Argentina está entre los 10 países con mayor pérdida neta de bosques entre 2000 y 2015. A su vez, el Gran Chaco Americano, que compartimos con Bolivia y Paraguay, y concentra más del 80 por ciento de nuestro desmonte, fue identificado por el Fondo Mundial para la Naturaleza (WWF, por sus siglas en inglés) como uno de los 11 focos de mayor deforestación en el mundo, el segundo más importante en América del Sur tras la Amazonía.

¿Sentimos ya ese pánico del que nos hablaba Greta? Sumemos otro dato: en los últimos meses, en la Argentina, más de 240.000 hectáreas de bosques y humedales fueron consumidas por las llamas. Incontrolables, continúan. No solo eso: el 97 por ciento de estos focos se produjeron como consecuencia de nuestra actividad, según el Sistema Federal de Manejo del Fuego nacional (que pasó de la órbita del Ministerio de Seguridad al de Ambiente).

La crisis climática (cuya agudización también tiene nuestra firma) ayudó a que esto sucediese, con “un período de clima inusualmente cálido y de sequía”, explica el Observatorio de la Tierra de la NASA. Pero es nuestra mano la que enciende el fuego que nos está quemando vivos.

Un helicóptero arroja agua sobre las llamas que devoran una zona de bosques en Los Angeles. Foto: Reuters.

Un helicóptero arroja agua sobre las llamas que devoran una zona de bosques en Los Angeles. Foto: Reuters.

La próxima pandemia

América latina bien podría ser el epicentro de la próxima pandemia zoonótica. Los saltos ya están ocurriendo, aunque no hayan alcanzado –aún– la escala de contagio global del Covid-19. Lo vemos con el Zika o el Dengue, por ejemplo.

Lo ve Zambrana-Torrelio en Bolivia con un rebrote del Chapare Virus, portado por roedores y similar al hantavirus que aquí conocemos, pero más patogénico, transmitido más fácilmente entre humanos y con una tasa de mortalidad más alta.

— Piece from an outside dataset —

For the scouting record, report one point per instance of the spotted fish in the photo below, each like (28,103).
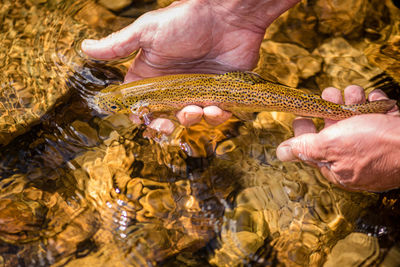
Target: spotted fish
(238,92)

“En junio de 2019, en el norte de La Paz, una persona contrajo el virus. Murió en la clínica. La doctora que lo atendió también se enfermó. La evacuaron: los dos médicos que lo hicieron, se enfermaron en el camino. Uno de ellos murió. Fue bastante aislado, bien contenido, pero, en cuestión de dos semanas, murieron tres personas. Es muy serio el problema”, describe.

Y todo empieza por la deforestación. En el caso del Chapare, el paciente cero trabajaba en una zona que había sido desmontada para plantar arroz. Eliminado el ecosistema nativo, expulsadas las especies, se planta muchísimo arroz y eso, por supuesto, atrae a más y más roedores.

Algo similar sucede en la Amazonía, en este caso con la malaria. Investigadores identificaron que un aumento de la deforestación de un 4 por ciento en tres años incrementó la incidencia de esta enfermedad en casi 50 por ciento. ¿Qué sucedió? Más lugares abiertos, más huecos en el piso en donde acumular agua, más mosquitos transmisores, más gente en el área, más enfermedad.

Las topadoras no solo nos están despojando de nuestros bosques, de toda su riqueza biológica y los servicios que nos proveen (aire, regulación del agua, conservación del suelo y la atmósfera); sino también de nuestra mejor defensa ante nuevas zoonosis. Mientras más se reduzca la biodiversidad, mayores serán las posibilidades de que revisitemos, en un futuro no muy lejano, la realidad pandémica actual.

Según el último Informe Planeta Vivo de WWF, América latina es la región que mayor cantidad de mamíferos, aves, anfibios, reptiles y peces perdió entre 1970 y 2016.

Estamos hablando de una disminución de biodiversidad del 94 por ciento en menos de 50 años (el promedio global es 68 por ciento), motorizada principalmente por la conversión de hábitats nativos prístinos en sistemas agrícolas y la sobrepesca en los océanos.

Con este panorama, y el modo en que estamos expandiendo el deterioro, no sería raro que el próximo Covid-19 fuese latino. Todos pagaremos el costo del beneficio que obtienen pocos (los réditos económicos del desmonte quedan en pocas manos).